Item 3.  Source and Amount of Funds or Other Consideration

     Petro Union, Inc. (the "Company") filed a voluntary petition
for relief pursuant to Chapter 11 of the United States Bankruptcy
Code.  Under its First Amended Plan of Reorganization accepted by
the Bankruptcy Court of the Southern District of Indiana on
August 28, 1997, the Company's proposal to merge with its largest
competitor Horizontal Ventures, Inc. ("HVI") was approved.  The
Company acquired on September 9, 1997.  The shares of the Company
received are in consideration for the filing person's stock in
HVI acquired by Petro Union, Inc.     

Item 4.  Purpose of Transaction

     Shares were acquired in merger described in Item 3.

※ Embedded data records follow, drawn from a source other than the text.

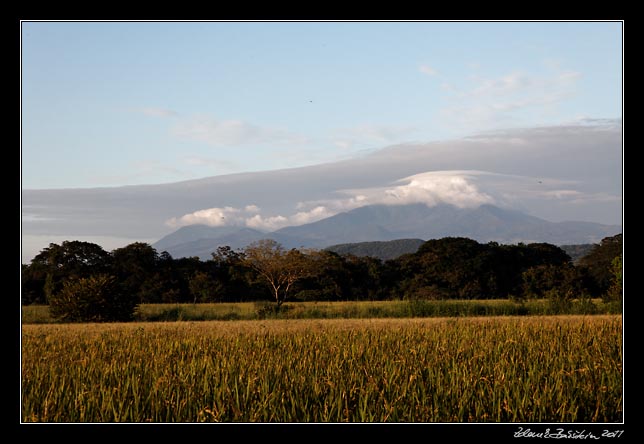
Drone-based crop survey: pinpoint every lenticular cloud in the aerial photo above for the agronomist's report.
[166,171,495,231]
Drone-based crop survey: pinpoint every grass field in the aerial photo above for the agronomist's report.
[22,299,620,324]
[21,315,622,422]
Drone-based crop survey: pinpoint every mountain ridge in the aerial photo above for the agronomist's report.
[153,204,621,260]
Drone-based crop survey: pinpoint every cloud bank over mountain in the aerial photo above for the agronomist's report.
[22,120,623,260]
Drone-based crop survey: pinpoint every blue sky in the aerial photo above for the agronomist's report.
[21,22,623,189]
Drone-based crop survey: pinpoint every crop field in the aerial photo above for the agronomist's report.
[22,299,621,324]
[21,315,622,423]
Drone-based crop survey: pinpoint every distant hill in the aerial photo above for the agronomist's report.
[153,204,621,259]
[325,239,425,261]
[560,244,597,264]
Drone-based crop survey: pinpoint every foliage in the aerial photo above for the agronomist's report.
[21,237,621,312]
[243,239,313,306]
[605,254,624,301]
[325,239,425,261]
[49,274,137,322]
[578,233,624,296]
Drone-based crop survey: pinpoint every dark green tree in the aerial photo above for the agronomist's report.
[578,233,624,296]
[23,241,111,303]
[49,274,137,322]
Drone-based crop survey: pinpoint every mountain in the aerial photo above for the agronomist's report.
[153,204,621,259]
[21,120,623,263]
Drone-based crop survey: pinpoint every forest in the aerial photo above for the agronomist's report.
[21,234,623,314]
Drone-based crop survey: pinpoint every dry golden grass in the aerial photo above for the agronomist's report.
[22,315,622,422]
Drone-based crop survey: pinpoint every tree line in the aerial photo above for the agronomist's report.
[21,234,622,320]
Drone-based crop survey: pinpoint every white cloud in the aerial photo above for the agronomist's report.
[166,207,244,228]
[441,65,582,132]
[379,171,494,208]
[166,171,494,231]
[171,115,304,146]
[332,125,418,149]
[244,214,290,231]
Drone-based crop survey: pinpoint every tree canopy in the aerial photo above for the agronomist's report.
[22,235,622,314]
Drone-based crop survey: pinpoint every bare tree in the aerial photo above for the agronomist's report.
[244,239,312,307]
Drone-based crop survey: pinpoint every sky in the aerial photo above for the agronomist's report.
[21,22,623,189]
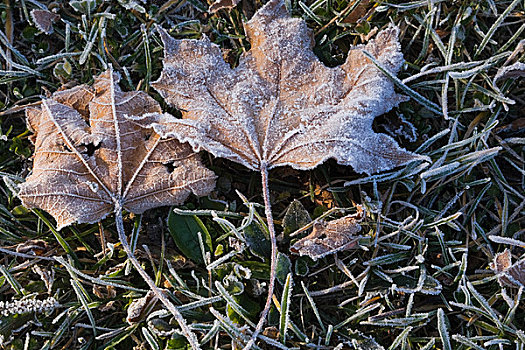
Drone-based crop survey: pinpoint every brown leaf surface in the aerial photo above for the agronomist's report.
[129,0,424,174]
[490,249,525,288]
[290,205,364,260]
[19,70,215,228]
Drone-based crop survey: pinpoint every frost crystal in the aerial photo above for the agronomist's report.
[130,0,425,174]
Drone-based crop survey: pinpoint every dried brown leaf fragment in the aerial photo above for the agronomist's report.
[490,249,525,288]
[290,205,365,260]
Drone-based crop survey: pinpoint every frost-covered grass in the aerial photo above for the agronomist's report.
[0,0,525,350]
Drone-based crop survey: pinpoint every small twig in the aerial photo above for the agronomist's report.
[115,206,200,350]
[243,162,277,350]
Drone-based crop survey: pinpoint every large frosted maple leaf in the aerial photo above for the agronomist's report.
[131,0,426,348]
[130,0,423,174]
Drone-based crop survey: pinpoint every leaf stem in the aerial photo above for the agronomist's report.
[243,162,277,350]
[115,207,200,350]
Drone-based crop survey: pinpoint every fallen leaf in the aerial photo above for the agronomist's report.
[133,0,426,174]
[129,0,428,349]
[494,62,525,83]
[19,70,215,228]
[30,9,60,35]
[290,205,364,260]
[490,249,525,288]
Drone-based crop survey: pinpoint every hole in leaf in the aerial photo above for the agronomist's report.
[163,162,178,174]
[82,142,102,157]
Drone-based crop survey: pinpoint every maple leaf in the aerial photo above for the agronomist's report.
[290,205,364,260]
[18,69,216,349]
[19,70,215,229]
[132,0,428,348]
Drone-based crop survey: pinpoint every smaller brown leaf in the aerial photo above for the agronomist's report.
[30,9,60,34]
[290,205,365,260]
[490,249,525,287]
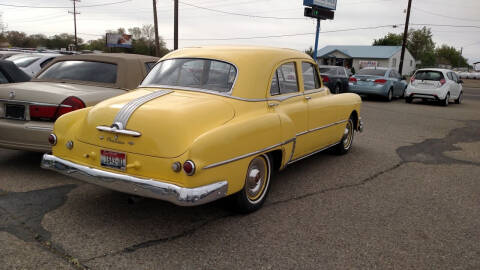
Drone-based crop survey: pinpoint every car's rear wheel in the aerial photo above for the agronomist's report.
[387,88,393,102]
[334,116,355,155]
[232,154,272,214]
[441,93,450,107]
[455,92,463,104]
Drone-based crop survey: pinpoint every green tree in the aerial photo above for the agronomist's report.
[435,44,468,67]
[373,33,403,46]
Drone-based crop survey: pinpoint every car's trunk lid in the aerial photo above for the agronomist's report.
[77,89,234,158]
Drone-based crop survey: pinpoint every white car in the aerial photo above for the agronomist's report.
[405,68,463,106]
[5,53,61,77]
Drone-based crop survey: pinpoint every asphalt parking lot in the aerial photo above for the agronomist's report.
[0,88,480,269]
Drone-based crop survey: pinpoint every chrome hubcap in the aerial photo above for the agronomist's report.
[245,156,268,201]
[343,120,353,150]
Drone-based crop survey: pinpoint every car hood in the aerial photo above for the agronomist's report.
[0,81,125,106]
[77,89,235,158]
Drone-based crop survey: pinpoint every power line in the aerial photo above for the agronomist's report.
[180,1,305,20]
[0,0,131,8]
[414,8,480,22]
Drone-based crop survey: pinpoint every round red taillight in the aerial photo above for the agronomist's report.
[183,160,195,175]
[48,133,57,146]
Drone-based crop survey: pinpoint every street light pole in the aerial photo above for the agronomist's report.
[398,0,412,75]
[153,0,160,57]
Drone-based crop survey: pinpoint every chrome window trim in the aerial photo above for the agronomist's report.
[138,57,240,96]
[0,99,72,108]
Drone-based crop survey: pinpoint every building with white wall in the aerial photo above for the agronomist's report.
[317,45,416,75]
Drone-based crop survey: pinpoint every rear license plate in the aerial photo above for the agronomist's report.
[100,150,127,171]
[5,104,25,120]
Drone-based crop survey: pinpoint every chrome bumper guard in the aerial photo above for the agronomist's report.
[41,154,228,206]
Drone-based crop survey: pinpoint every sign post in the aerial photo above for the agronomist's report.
[303,0,337,62]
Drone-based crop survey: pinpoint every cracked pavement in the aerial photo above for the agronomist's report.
[0,89,480,269]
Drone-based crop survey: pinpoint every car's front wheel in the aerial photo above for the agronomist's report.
[455,92,463,104]
[232,154,272,214]
[334,116,355,155]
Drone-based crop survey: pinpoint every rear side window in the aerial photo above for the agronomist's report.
[270,62,299,96]
[0,72,8,84]
[12,56,40,68]
[319,67,337,75]
[415,70,444,81]
[302,62,320,90]
[38,61,117,83]
[356,69,387,77]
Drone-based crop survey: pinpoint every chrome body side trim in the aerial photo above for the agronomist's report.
[113,90,172,129]
[203,138,296,169]
[41,154,228,206]
[97,126,142,137]
[0,99,72,108]
[297,120,347,137]
[287,142,340,165]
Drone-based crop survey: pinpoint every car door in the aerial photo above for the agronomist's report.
[301,61,344,152]
[268,61,309,159]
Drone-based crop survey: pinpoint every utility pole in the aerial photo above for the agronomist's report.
[68,0,80,51]
[398,0,412,76]
[153,0,160,57]
[173,0,178,50]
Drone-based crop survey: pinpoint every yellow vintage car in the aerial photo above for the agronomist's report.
[42,46,363,213]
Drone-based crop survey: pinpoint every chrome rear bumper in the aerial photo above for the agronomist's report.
[41,154,228,206]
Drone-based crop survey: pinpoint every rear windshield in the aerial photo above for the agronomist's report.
[142,58,237,93]
[318,67,337,75]
[355,69,387,77]
[38,61,117,83]
[9,56,40,67]
[415,70,443,81]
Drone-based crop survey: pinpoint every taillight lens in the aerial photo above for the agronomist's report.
[374,79,387,84]
[29,97,85,121]
[48,133,57,146]
[183,160,195,175]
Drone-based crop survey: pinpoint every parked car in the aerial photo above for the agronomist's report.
[0,54,158,152]
[349,68,407,101]
[318,66,349,94]
[0,60,30,84]
[5,53,61,77]
[405,68,463,106]
[42,46,362,213]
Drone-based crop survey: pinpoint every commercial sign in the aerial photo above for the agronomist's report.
[106,33,132,48]
[303,0,337,10]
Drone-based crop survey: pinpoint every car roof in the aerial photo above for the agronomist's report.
[35,53,159,89]
[161,46,315,99]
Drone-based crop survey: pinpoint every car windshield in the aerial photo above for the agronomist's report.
[8,55,41,68]
[318,67,337,75]
[415,70,443,81]
[355,69,387,77]
[142,58,237,93]
[38,60,117,83]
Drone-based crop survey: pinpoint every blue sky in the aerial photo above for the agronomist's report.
[0,0,480,62]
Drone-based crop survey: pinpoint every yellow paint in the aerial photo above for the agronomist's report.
[53,47,361,194]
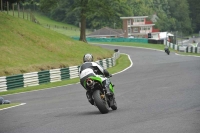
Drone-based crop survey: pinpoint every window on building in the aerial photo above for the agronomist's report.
[128,19,131,25]
[128,28,131,33]
[133,27,139,33]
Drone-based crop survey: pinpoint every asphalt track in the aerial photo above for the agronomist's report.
[0,46,200,133]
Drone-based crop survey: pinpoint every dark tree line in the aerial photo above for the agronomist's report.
[1,0,200,41]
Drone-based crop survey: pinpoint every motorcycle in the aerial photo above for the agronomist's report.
[81,68,117,114]
[164,48,170,55]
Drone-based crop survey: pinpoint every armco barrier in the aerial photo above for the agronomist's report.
[0,52,120,92]
[72,37,148,43]
[164,41,200,54]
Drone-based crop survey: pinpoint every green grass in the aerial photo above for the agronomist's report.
[93,42,200,56]
[8,11,91,37]
[0,55,130,96]
[0,12,113,76]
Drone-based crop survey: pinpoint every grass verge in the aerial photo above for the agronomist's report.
[0,55,130,96]
[93,42,200,56]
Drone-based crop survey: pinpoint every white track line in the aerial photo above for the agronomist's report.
[0,103,26,111]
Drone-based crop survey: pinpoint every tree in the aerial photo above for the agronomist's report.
[188,0,200,32]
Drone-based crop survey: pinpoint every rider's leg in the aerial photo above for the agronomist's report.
[86,91,94,105]
[103,79,113,95]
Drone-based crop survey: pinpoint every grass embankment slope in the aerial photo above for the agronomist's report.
[0,12,113,76]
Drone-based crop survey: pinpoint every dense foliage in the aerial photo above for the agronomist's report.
[3,0,200,34]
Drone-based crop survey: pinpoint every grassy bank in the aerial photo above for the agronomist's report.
[0,12,113,76]
[0,55,130,96]
[91,42,200,56]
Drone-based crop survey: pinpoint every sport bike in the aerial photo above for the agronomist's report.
[164,48,170,55]
[80,68,117,114]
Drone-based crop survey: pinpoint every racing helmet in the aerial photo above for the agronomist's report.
[83,54,93,62]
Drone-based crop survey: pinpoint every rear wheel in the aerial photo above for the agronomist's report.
[93,90,109,114]
[111,95,117,110]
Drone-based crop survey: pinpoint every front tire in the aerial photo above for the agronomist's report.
[93,90,109,114]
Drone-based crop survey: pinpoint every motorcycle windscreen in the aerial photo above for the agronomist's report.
[80,68,96,79]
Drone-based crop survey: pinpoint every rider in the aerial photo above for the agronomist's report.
[79,53,113,104]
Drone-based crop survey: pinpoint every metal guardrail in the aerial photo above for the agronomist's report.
[164,41,200,54]
[0,51,120,92]
[72,37,148,43]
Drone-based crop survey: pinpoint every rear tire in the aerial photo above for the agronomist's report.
[111,95,117,110]
[93,90,109,114]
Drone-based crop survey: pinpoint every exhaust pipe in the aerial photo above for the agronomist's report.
[86,79,94,87]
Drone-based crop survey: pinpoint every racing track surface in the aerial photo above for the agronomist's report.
[0,46,200,133]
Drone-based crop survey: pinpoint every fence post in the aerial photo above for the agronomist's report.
[7,1,9,14]
[1,0,3,11]
[17,2,19,18]
[12,3,15,16]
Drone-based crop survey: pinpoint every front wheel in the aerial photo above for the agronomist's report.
[93,90,109,114]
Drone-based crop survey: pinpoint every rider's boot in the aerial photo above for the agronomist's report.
[86,91,94,105]
[103,79,113,96]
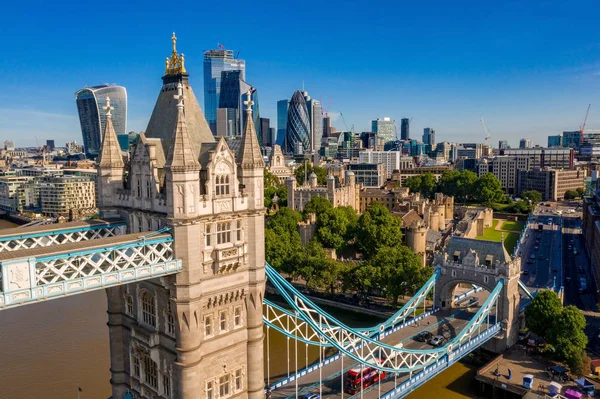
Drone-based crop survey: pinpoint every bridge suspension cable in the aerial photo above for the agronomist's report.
[266,265,504,373]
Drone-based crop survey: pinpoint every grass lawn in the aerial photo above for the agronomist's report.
[500,221,525,233]
[475,219,520,254]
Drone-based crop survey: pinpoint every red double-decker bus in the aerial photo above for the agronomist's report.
[344,367,385,395]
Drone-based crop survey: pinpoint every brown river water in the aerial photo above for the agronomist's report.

Item 5.  Interest in Securities of the Issuer

     (a)  78,493

     (b)  78,493

<PAGE>

     (c)  N/A.

     (d)  N/A.
          
     (e)  N/A.

Item 6.   Contract, Arrangements, Understandings or Relationships
with Respect to Securities of the Issuer

     N/A

Item 7.  Material to be Filed as Exhibits

          


                                SIGNATURES

     After reasonable inquiry and to the best of my knowledge and
belief, I certify that the information set forth in this
statement is true, complete and correct.